Neste oitavo episódio, desejamos falar sobre estes fios da memória que se laçam e se entrelaçam no exercício de nossa escritura. Quais são este(s) gatilho(s) capaz(es) de fiar este sudário na carne nua/crua da linguagem? Em que campos de nossas percepções estas sensações afloram? Que sabor(res) ou cheiro(s) nos levarão a um poema? Que “madeleines de Proust” preparamos no “forno” de nossa memória?
Mas
como o escritor francês Marcel Proust concebe esta memória em sua famosa série
de sete romances, “Em busca do tempo perdido”? Para Proust, a apreensão da
realidade se dá de forma inconclusa e insuficiente, pois a memória involuntária
é vista como catalisadora de um tempo perdido, resgatado e ressignificado pelo
intelecto através de fragmentos temporais que nos dão uma imagem relativizada da
realidade plena:
“[...] nem tudo o que acontece me ocorre: o sino tocando em Saint
Hilarie. Muitas vezes até essa hora prematura soava duas batidas a mais que a
última, havia, portanto, uma que eu não ouvira, algo que não acontecera para
mim” (PROUST apud PEREIRA, 2014, p.
10-11).
Esta
perene dinâmica de reconstrução da memória, de caráter plural e instável e que
beira a fantasia e a invenção, trouxe-me a imagem de Penélope, a que retoma, em
sua longa espera, os fios da memória para dar forma ao manto de tessitura
caleidoscópica, incessante e complexa. E nós, mulheres escritoras do século
XXI, desta avassaladora contemporaneidade, o que temos a dizer, em primeira
pessoa, sobre nosso “fazer literário”? Sobre este exercício de intensa subjetivação,
mas, paradoxalmente, sedento de dialética, pleno de constância e inconstâncias?
Como pensar estas teias involuntárias, nas quais nos prendemos pelo fascínio
que a arte literária exerce sobre nós?
O
texto literário é o suporte para a produção destas memórias imagéticas, devido
à liberdade ficcional e polissêmica que o habita. E por que não usar a metáfora
de que o texto literário é o intérmino sudário tecido pelos fios da memória que
se (re)modelam na busca proustiana pelos instantes revisitados no rastro da
insuficiente memória involuntária do passado?
Você
é nossa/o/e convidada/o/e especial para este encontro! Venha nos fazer companhia
e enriquecer nossos diálogos através de comentários! Até logo mais!
REFERÊNCIAS:
BOSI,
Eclea. Memória e Sociedade: lembrança de
velhos. São Paulo: Cia as Letras, 2003.
PEREIRA,
Danielle Cristina Mendes. Literatura,
lugar de memória. Disponível em https://www.e-publicacoes.uerj.br/index.php/soletras/article/download/16314/12499.
Acesso 7 de Janeiro de 2021.
Maravilhoso texto!!! Lembrei-me de uma fala do Mia Couto em que ele afirma que a única linguagem possível para a memória, assim como para o sonho, é a linguagem poética, porque a memória está naquele lugar entre o vivido e imaginado, entre o imanente e o etéreo recriado pelo afeto, pelo desejo, pelos nossos sentidos que, enfim, são sujeitos à ação do tempo, mas teimam em vencê-lo.

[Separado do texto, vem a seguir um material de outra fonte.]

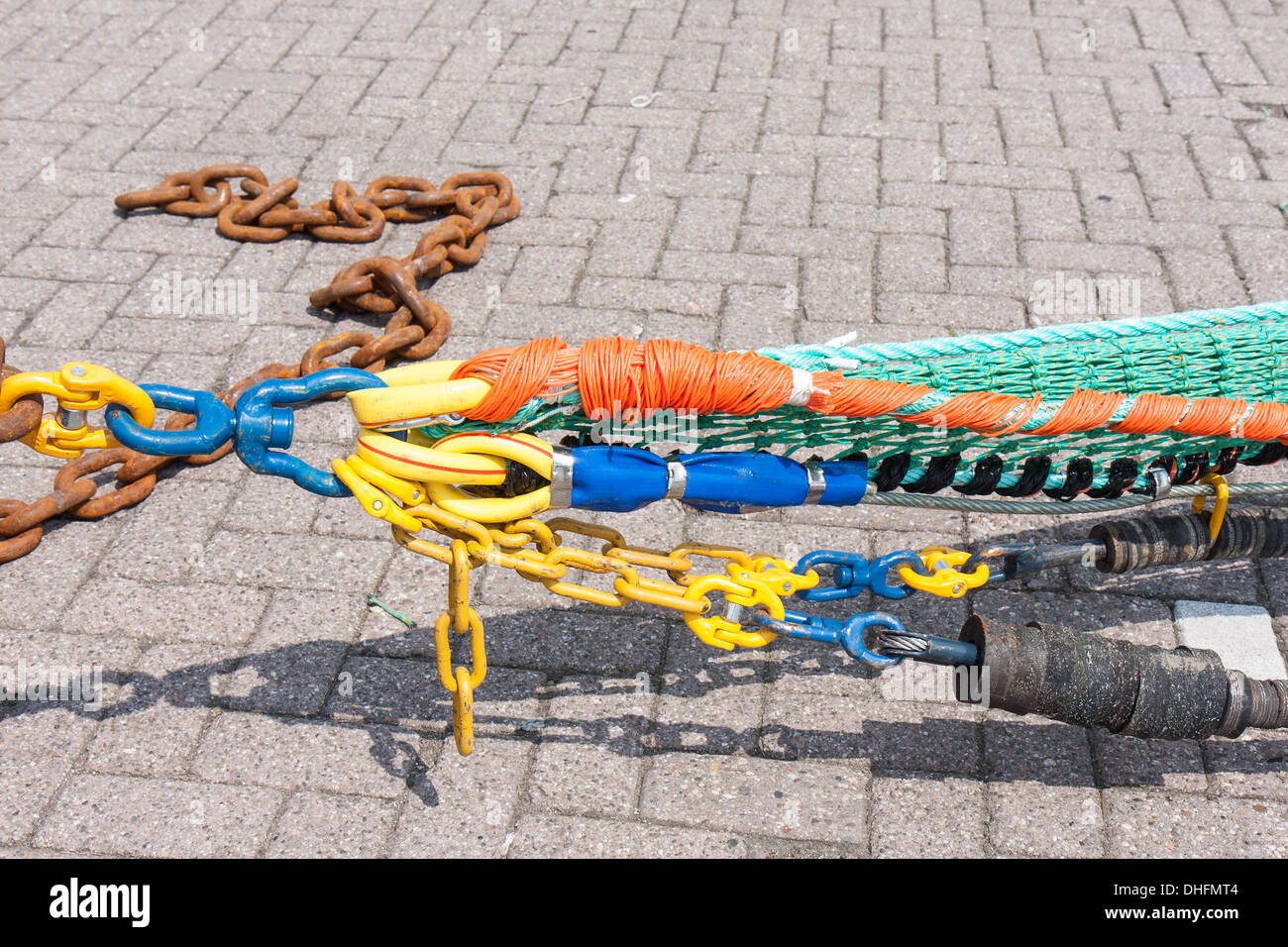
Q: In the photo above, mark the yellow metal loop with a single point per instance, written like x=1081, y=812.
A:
x=1223, y=499
x=76, y=386
x=415, y=394
x=360, y=476
x=721, y=631
x=463, y=712
x=944, y=579
x=774, y=574
x=520, y=449
x=412, y=462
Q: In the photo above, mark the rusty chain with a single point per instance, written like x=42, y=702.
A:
x=266, y=213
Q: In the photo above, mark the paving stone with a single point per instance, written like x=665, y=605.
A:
x=581, y=838
x=898, y=171
x=926, y=814
x=1029, y=818
x=1166, y=825
x=166, y=818
x=591, y=746
x=1240, y=634
x=314, y=825
x=798, y=800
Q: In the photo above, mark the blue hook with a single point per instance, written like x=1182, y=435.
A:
x=214, y=423
x=265, y=425
x=880, y=573
x=849, y=575
x=848, y=634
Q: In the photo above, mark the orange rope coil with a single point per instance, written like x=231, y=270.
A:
x=622, y=375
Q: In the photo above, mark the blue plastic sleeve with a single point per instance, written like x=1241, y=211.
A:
x=730, y=482
x=845, y=482
x=617, y=479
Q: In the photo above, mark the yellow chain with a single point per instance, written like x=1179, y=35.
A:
x=535, y=551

ResponderExcluirRecriar a memória pelo fazer literário é um modo de refazer a própria vida!
Que lindo, Lucila! Amei❤Que bom dividir momentos de Poesia com vocês. Gratidão🌻❤🌻
ExcluirBelíssimo texto!
ResponderExcluir"Não vim ao mundo pra andar pra trás. O caminhar é pra frente, por isso não temos pés de Curupira. Mesmo que as teias do meu passado prendam-se às memórias doloridas, eu corto todos os dias um fio, quando escolho seguir e construir mais um caminho." (Fragmento de O dia que
meu sorriso escureceu- Ale Heidenreich)
São tantas as teias...Cortamos algumas, e nos deixamos envolver em outras. Um caminho sem volta, esse da escrita poética.
Que vontade de te dar um abraço!🌷🌻Lindo, Ale. Que bim fazer este caminho a seu lado.🥰😘😘
ExcluirQuerida Marta,
ResponderExcluirSinto-me representada no seu antenado texto sobre a memória como catalizadora na literatura. Assim que for lançado em novembro, gostaria muito de receber a sua interpretação sensível sobre meu livro Memórias da pele. Um forte abraço poético!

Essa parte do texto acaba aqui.